Many years in development, the Mental Capacity Act (Northern Ireland) 2016 received Royal Assent in May 2016. It is unique within the United Kingdom in combining mental health and capacity in one piece of legislation.
The Act applies to people aged 16 and over. It considers their capacity independently to make decisions about their health, welfare or finances, and the safeguards that must be put in place if they lack the capacity to do so. The Act is based upon consideration of “… impairment of, or a disturbance in the functioning of, the mind or brain”. This differs from the current Mental Health (Northern Ireland) Order 1986, which applies to any person with a “mental disorder”.
The safeguards within the Act are not about having mental ill health or a learning disability. It is irrelevant whether or not an individual has any disorder or disability. The Act applies where a permanent, temporary or fluctuating lack of capacity independently to make decisions concerning health, welfare and/or finances has been established.
There are many circumstances where it may be necessary to consider if individuals have the capacity to make a decision for themselves due to an impairment or disturbance in the functioning of the mind or brain. This could include dementia, cerebrovascular accident, brain injury, psychosis or the unconscious patient. It is relevant in various care settings, for example, hospitals, care homes, GP surgeries, health centres and, in some cases, an individual’s own home.

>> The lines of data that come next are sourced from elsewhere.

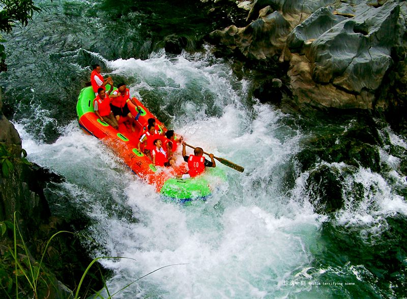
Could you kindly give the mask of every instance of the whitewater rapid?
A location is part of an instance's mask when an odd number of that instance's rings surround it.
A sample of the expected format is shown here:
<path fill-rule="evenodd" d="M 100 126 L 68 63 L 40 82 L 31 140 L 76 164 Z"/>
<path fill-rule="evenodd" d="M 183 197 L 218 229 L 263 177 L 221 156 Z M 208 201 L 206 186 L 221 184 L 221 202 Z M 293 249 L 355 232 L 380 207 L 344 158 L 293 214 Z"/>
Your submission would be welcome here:
<path fill-rule="evenodd" d="M 163 202 L 76 120 L 51 144 L 28 133 L 24 122 L 16 123 L 23 147 L 30 160 L 65 178 L 61 192 L 93 220 L 86 232 L 97 243 L 89 244 L 93 256 L 130 258 L 101 260 L 113 270 L 107 282 L 111 294 L 173 265 L 114 297 L 305 297 L 311 285 L 288 282 L 322 273 L 309 270 L 324 250 L 319 229 L 328 217 L 314 212 L 304 190 L 308 174 L 299 174 L 293 159 L 303 134 L 286 124 L 290 116 L 248 98 L 248 83 L 209 53 L 105 61 L 110 74 L 128 78 L 131 93 L 188 143 L 245 167 L 240 173 L 218 163 L 227 179 L 206 202 Z M 285 187 L 292 172 L 300 175 L 294 188 Z M 366 197 L 377 208 L 362 203 L 355 209 L 350 201 L 338 215 L 340 225 L 407 213 L 380 178 L 364 170 L 357 176 L 366 187 L 367 176 L 382 191 L 378 200 Z"/>

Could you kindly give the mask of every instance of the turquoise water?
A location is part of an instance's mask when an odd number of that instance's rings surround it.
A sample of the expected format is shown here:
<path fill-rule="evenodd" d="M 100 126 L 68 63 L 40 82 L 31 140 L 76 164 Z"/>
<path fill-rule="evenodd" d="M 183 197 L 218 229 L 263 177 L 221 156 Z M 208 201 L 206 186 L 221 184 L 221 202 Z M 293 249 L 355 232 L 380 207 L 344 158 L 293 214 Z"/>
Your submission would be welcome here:
<path fill-rule="evenodd" d="M 405 152 L 403 138 L 379 129 L 386 139 L 379 149 L 381 174 L 319 161 L 340 174 L 344 207 L 328 215 L 314 212 L 310 174 L 296 155 L 314 136 L 346 129 L 352 117 L 310 120 L 260 104 L 249 97 L 250 82 L 235 76 L 208 46 L 166 53 L 163 37 L 175 32 L 194 41 L 216 25 L 187 26 L 191 16 L 206 19 L 207 12 L 173 3 L 169 13 L 161 3 L 44 1 L 28 26 L 7 37 L 9 72 L 0 74 L 5 112 L 28 158 L 66 178 L 48 190 L 51 208 L 91 219 L 82 231 L 96 240 L 85 244 L 90 254 L 135 260 L 101 262 L 113 271 L 110 293 L 174 265 L 117 297 L 405 296 L 407 184 L 402 160 L 389 149 Z M 76 98 L 95 62 L 116 82 L 125 81 L 189 143 L 245 172 L 220 164 L 226 182 L 206 203 L 163 202 L 77 125 Z"/>

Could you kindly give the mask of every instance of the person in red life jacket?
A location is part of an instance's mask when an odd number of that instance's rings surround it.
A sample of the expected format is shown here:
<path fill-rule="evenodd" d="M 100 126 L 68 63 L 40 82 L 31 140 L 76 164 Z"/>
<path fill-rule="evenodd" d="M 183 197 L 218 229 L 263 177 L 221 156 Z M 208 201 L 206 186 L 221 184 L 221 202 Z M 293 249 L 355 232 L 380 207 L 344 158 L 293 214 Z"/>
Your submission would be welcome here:
<path fill-rule="evenodd" d="M 137 103 L 131 97 L 129 89 L 124 83 L 120 83 L 118 85 L 118 89 L 111 93 L 110 98 L 112 99 L 110 103 L 110 108 L 113 112 L 113 115 L 119 121 L 121 116 L 127 117 L 131 126 L 131 130 L 135 130 L 136 120 L 131 115 L 127 103 L 129 101 L 137 106 Z"/>
<path fill-rule="evenodd" d="M 154 142 L 156 139 L 159 138 L 160 135 L 157 131 L 156 127 L 152 124 L 149 124 L 147 127 L 147 131 L 141 136 L 138 142 L 138 151 L 141 151 L 140 147 L 141 144 L 143 144 L 144 153 L 152 160 L 151 151 L 155 148 Z"/>
<path fill-rule="evenodd" d="M 106 90 L 106 84 L 109 83 L 112 85 L 113 82 L 111 81 L 111 77 L 108 77 L 105 79 L 103 79 L 103 76 L 100 75 L 100 65 L 95 64 L 93 68 L 93 70 L 91 74 L 91 84 L 92 85 L 93 91 L 95 92 L 95 94 L 97 95 L 98 89 L 102 87 L 104 90 Z"/>
<path fill-rule="evenodd" d="M 187 174 L 183 175 L 182 179 L 194 178 L 205 171 L 205 167 L 216 167 L 213 154 L 209 154 L 211 161 L 208 161 L 204 157 L 204 150 L 200 147 L 196 147 L 194 149 L 194 154 L 187 156 L 187 151 L 185 149 L 186 144 L 182 143 L 182 156 L 184 160 L 188 162 L 188 168 L 189 170 Z"/>
<path fill-rule="evenodd" d="M 113 89 L 113 85 L 110 85 L 110 90 L 107 92 L 103 87 L 99 87 L 98 89 L 98 95 L 93 100 L 93 108 L 95 113 L 100 119 L 110 125 L 117 130 L 119 128 L 119 124 L 116 118 L 110 111 L 110 98 L 109 94 Z"/>
<path fill-rule="evenodd" d="M 156 139 L 153 142 L 155 148 L 151 151 L 151 155 L 153 157 L 153 164 L 154 166 L 162 166 L 168 167 L 175 163 L 173 159 L 168 159 L 167 153 L 162 148 L 162 143 L 160 139 Z"/>
<path fill-rule="evenodd" d="M 175 140 L 175 133 L 173 130 L 168 130 L 165 132 L 165 138 L 163 142 L 164 149 L 168 153 L 168 157 L 172 157 L 177 151 L 178 143 L 182 142 L 182 136 L 177 140 Z"/>

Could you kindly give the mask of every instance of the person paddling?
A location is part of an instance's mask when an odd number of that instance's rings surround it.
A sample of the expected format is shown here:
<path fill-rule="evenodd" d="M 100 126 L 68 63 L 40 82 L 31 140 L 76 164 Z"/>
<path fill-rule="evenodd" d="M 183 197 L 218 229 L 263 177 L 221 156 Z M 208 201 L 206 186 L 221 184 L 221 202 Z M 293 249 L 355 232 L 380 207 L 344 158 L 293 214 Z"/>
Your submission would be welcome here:
<path fill-rule="evenodd" d="M 160 139 L 156 139 L 154 142 L 155 148 L 151 151 L 153 157 L 153 164 L 155 166 L 168 167 L 175 163 L 173 159 L 168 159 L 168 153 L 162 148 L 162 143 Z"/>
<path fill-rule="evenodd" d="M 138 142 L 138 151 L 141 151 L 141 144 L 144 144 L 143 152 L 152 160 L 151 151 L 155 147 L 154 142 L 156 139 L 159 139 L 160 135 L 157 131 L 156 127 L 152 124 L 149 124 L 147 127 L 147 130 L 141 136 Z"/>
<path fill-rule="evenodd" d="M 178 140 L 175 140 L 175 133 L 173 130 L 168 130 L 165 132 L 165 138 L 163 141 L 163 147 L 168 154 L 168 157 L 173 156 L 174 153 L 177 151 L 178 143 L 182 142 L 182 136 Z"/>
<path fill-rule="evenodd" d="M 204 150 L 200 147 L 196 147 L 194 149 L 194 154 L 187 156 L 185 148 L 186 143 L 182 143 L 182 156 L 184 160 L 188 162 L 189 171 L 187 174 L 182 175 L 182 179 L 194 178 L 205 172 L 205 167 L 216 167 L 213 154 L 209 154 L 211 161 L 209 161 L 204 157 Z"/>
<path fill-rule="evenodd" d="M 100 120 L 106 122 L 117 130 L 119 129 L 119 123 L 110 111 L 110 98 L 109 94 L 113 90 L 113 84 L 110 85 L 110 89 L 107 92 L 103 87 L 97 90 L 98 95 L 93 100 L 93 108 L 95 113 Z"/>
<path fill-rule="evenodd" d="M 104 79 L 103 76 L 100 74 L 101 69 L 99 64 L 94 64 L 93 68 L 93 70 L 91 74 L 91 84 L 92 85 L 93 91 L 95 92 L 95 95 L 97 95 L 98 89 L 100 87 L 103 88 L 104 90 L 106 90 L 106 84 L 111 81 L 111 77 L 108 77 Z M 112 85 L 113 82 L 112 82 L 110 84 Z"/>
<path fill-rule="evenodd" d="M 131 126 L 132 132 L 135 131 L 136 120 L 131 115 L 127 103 L 129 101 L 137 106 L 135 101 L 131 97 L 129 89 L 124 83 L 120 83 L 118 85 L 118 89 L 111 93 L 110 98 L 112 99 L 110 108 L 113 115 L 119 121 L 121 116 L 127 117 Z"/>

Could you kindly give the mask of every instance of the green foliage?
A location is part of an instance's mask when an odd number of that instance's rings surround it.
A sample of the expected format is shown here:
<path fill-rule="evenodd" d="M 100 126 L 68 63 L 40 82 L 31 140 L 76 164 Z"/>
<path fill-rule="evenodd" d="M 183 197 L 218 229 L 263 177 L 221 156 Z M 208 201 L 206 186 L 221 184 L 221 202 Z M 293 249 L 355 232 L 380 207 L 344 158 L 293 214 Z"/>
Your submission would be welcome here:
<path fill-rule="evenodd" d="M 31 165 L 26 156 L 25 150 L 23 149 L 20 151 L 15 145 L 8 146 L 4 143 L 0 143 L 0 168 L 3 177 L 8 178 L 10 176 L 10 173 L 14 170 L 14 163 Z"/>
<path fill-rule="evenodd" d="M 41 10 L 33 0 L 0 0 L 0 32 L 9 34 L 18 23 L 26 26 L 35 12 Z M 5 41 L 0 35 L 0 42 Z M 0 45 L 0 73 L 7 71 L 4 46 Z"/>
<path fill-rule="evenodd" d="M 12 232 L 13 239 L 12 242 L 10 240 L 8 241 L 8 245 L 7 246 L 5 246 L 4 244 L 0 244 L 0 246 L 3 247 L 3 249 L 4 247 L 7 248 L 6 250 L 2 251 L 2 256 L 0 258 L 0 294 L 3 295 L 3 297 L 7 297 L 9 299 L 15 298 L 18 299 L 19 297 L 22 296 L 23 296 L 24 297 L 34 298 L 34 299 L 47 297 L 50 293 L 51 288 L 55 287 L 52 283 L 53 275 L 48 272 L 46 269 L 43 265 L 44 258 L 45 254 L 48 251 L 50 243 L 54 237 L 60 234 L 76 234 L 69 231 L 61 230 L 53 235 L 47 242 L 41 260 L 38 262 L 34 260 L 31 257 L 28 247 L 23 239 L 22 235 L 17 223 L 15 213 L 14 213 L 13 223 L 9 221 L 0 222 L 0 231 L 2 231 L 3 235 L 6 233 L 7 230 L 9 230 L 10 234 Z M 126 258 L 136 260 L 133 258 L 121 256 L 103 256 L 94 258 L 84 272 L 80 281 L 77 284 L 75 293 L 72 293 L 69 297 L 69 298 L 79 299 L 88 297 L 88 291 L 83 296 L 79 295 L 80 288 L 82 286 L 84 278 L 86 275 L 90 275 L 89 271 L 92 265 L 99 260 L 104 258 L 114 259 Z M 156 269 L 135 279 L 113 294 L 109 292 L 102 276 L 104 283 L 103 289 L 105 290 L 107 297 L 104 297 L 101 293 L 103 290 L 99 291 L 94 290 L 94 294 L 93 297 L 110 299 L 136 281 L 152 273 L 167 267 L 184 264 L 170 264 Z M 44 293 L 44 291 L 45 293 Z M 5 295 L 6 297 L 4 297 Z"/>

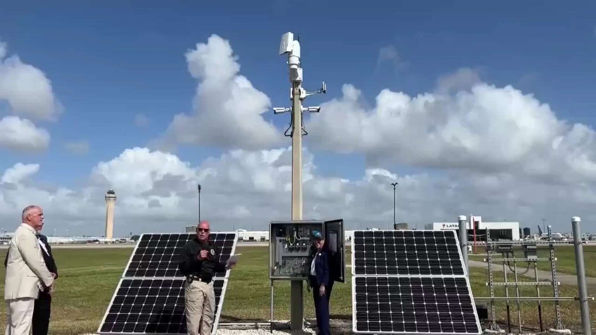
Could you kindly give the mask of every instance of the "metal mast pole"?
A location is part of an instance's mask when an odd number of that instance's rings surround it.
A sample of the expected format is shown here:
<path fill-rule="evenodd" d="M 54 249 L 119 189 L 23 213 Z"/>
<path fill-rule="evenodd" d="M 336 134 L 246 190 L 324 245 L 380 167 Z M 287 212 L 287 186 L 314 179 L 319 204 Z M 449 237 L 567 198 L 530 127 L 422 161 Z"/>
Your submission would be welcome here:
<path fill-rule="evenodd" d="M 302 219 L 302 103 L 300 82 L 292 83 L 292 220 Z"/>
<path fill-rule="evenodd" d="M 571 228 L 573 231 L 573 246 L 575 248 L 575 268 L 578 274 L 578 291 L 579 294 L 579 309 L 581 313 L 582 330 L 583 335 L 591 335 L 590 309 L 588 305 L 588 289 L 586 286 L 586 268 L 583 263 L 583 246 L 582 244 L 582 232 L 579 227 L 579 216 L 571 218 Z"/>
<path fill-rule="evenodd" d="M 300 101 L 300 82 L 292 84 L 292 220 L 302 219 L 302 104 Z M 303 287 L 302 280 L 292 280 L 290 296 L 290 328 L 304 328 Z"/>
<path fill-rule="evenodd" d="M 392 182 L 391 185 L 393 185 L 393 227 L 395 227 L 395 185 L 398 185 L 397 182 Z"/>
<path fill-rule="evenodd" d="M 201 223 L 201 184 L 197 187 L 198 189 L 198 222 Z"/>
<path fill-rule="evenodd" d="M 281 36 L 280 55 L 288 55 L 290 82 L 292 83 L 291 98 L 291 108 L 274 108 L 275 114 L 291 111 L 292 117 L 290 135 L 292 138 L 292 212 L 293 221 L 302 219 L 302 113 L 318 113 L 319 107 L 302 107 L 302 100 L 306 97 L 317 93 L 325 93 L 327 88 L 323 82 L 322 88 L 318 91 L 308 92 L 302 87 L 302 68 L 300 64 L 300 46 L 299 37 L 294 39 L 294 34 L 285 33 Z M 306 135 L 306 132 L 305 134 Z M 290 281 L 290 327 L 292 330 L 304 328 L 304 300 L 302 280 Z"/>

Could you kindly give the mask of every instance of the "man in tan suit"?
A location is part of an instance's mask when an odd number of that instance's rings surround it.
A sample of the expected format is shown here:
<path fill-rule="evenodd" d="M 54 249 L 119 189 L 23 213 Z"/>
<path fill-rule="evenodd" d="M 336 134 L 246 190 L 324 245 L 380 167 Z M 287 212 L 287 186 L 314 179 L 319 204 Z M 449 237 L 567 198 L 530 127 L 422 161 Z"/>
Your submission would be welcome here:
<path fill-rule="evenodd" d="M 39 290 L 53 291 L 54 276 L 45 265 L 36 235 L 44 226 L 44 211 L 28 206 L 23 210 L 21 221 L 10 240 L 7 262 L 5 335 L 28 335 Z"/>

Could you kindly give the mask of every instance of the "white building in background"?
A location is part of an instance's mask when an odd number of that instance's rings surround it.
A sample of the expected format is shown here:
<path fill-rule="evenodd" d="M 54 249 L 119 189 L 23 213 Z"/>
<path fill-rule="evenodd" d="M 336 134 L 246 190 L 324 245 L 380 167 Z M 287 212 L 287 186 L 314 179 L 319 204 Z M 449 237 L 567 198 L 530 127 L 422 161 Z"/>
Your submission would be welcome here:
<path fill-rule="evenodd" d="M 269 241 L 269 231 L 249 231 L 246 229 L 237 229 L 238 242 L 266 242 Z"/>
<path fill-rule="evenodd" d="M 477 240 L 483 240 L 485 233 L 483 231 L 488 230 L 491 240 L 519 240 L 520 223 L 517 222 L 501 221 L 491 222 L 482 221 L 482 216 L 471 216 L 473 220 L 468 220 L 467 228 L 474 229 L 474 226 L 477 231 Z M 473 224 L 472 221 L 474 224 Z M 458 230 L 460 229 L 458 222 L 433 222 L 424 227 L 424 229 L 433 230 Z M 473 233 L 468 232 L 470 240 L 473 240 Z"/>
<path fill-rule="evenodd" d="M 43 234 L 43 233 L 42 233 Z M 8 245 L 10 239 L 14 235 L 14 232 L 7 232 L 0 235 L 0 246 Z M 94 236 L 47 236 L 48 243 L 52 244 L 105 244 L 105 243 L 130 243 L 134 242 L 127 237 L 120 238 L 107 238 Z"/>

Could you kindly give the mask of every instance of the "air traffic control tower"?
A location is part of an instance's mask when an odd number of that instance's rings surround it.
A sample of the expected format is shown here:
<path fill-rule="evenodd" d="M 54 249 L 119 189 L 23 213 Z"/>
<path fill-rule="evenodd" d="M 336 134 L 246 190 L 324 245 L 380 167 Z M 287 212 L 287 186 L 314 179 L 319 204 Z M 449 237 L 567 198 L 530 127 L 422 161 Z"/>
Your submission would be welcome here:
<path fill-rule="evenodd" d="M 116 193 L 108 190 L 105 193 L 105 238 L 114 238 L 114 206 L 116 205 Z"/>

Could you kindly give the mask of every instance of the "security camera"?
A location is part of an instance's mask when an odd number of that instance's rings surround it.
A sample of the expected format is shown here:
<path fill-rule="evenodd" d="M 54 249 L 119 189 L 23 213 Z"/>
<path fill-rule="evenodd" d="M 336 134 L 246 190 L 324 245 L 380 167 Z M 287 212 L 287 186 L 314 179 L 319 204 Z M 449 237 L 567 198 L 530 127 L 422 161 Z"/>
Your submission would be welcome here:
<path fill-rule="evenodd" d="M 273 107 L 273 113 L 274 114 L 281 114 L 282 113 L 285 113 L 286 111 L 290 111 L 289 107 Z"/>
<path fill-rule="evenodd" d="M 319 113 L 321 112 L 321 106 L 304 107 L 302 108 L 302 111 L 310 111 L 311 113 Z"/>
<path fill-rule="evenodd" d="M 288 32 L 281 35 L 281 43 L 280 44 L 280 55 L 291 52 L 293 47 L 294 34 Z"/>

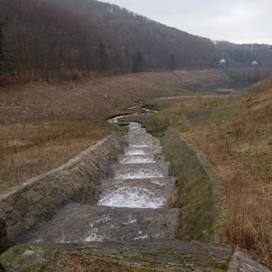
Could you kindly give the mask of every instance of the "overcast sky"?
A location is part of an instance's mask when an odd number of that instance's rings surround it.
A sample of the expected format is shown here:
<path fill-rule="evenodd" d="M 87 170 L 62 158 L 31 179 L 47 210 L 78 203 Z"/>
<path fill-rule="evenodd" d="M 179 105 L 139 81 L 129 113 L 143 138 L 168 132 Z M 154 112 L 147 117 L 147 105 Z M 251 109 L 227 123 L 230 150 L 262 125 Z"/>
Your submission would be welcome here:
<path fill-rule="evenodd" d="M 272 0 L 102 0 L 215 41 L 272 44 Z"/>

Between June and September 2017, the RCN in Northern Ireland facilitated a series of awareness workshops attended in total by more than 260 members. The workshops provided information about the Act, the supporting draft regulations and the associated draft Code of Practice. The workshops introduced almost 30 different scenarios based on real work and life experiences, considering how the application of the Act will impact upon these situations. The scenarios were submitted to the Northern Ireland Department of Health Mental Capacity Act Implementation Team to be considered for inclusion in the Code of Practice. A full draft of the Code of Practice is due to be issued soon by the implementation team for public consultation.
The working date for full implementation of the Act is 2020, although the current absence of devolved government in Northern Ireland may affect this target. As work progresses towards implementation, further workshops and training will be available. It is vital that nursing staff know and understand the legalities in preparation for full implementation. Whilst the Act provides a legal footing for the principles of presumption of capacity and best interests, these are valuable principles that every nurse should fully understand, embrace and apply in their practice, regardless of any delay in implementation of the Act.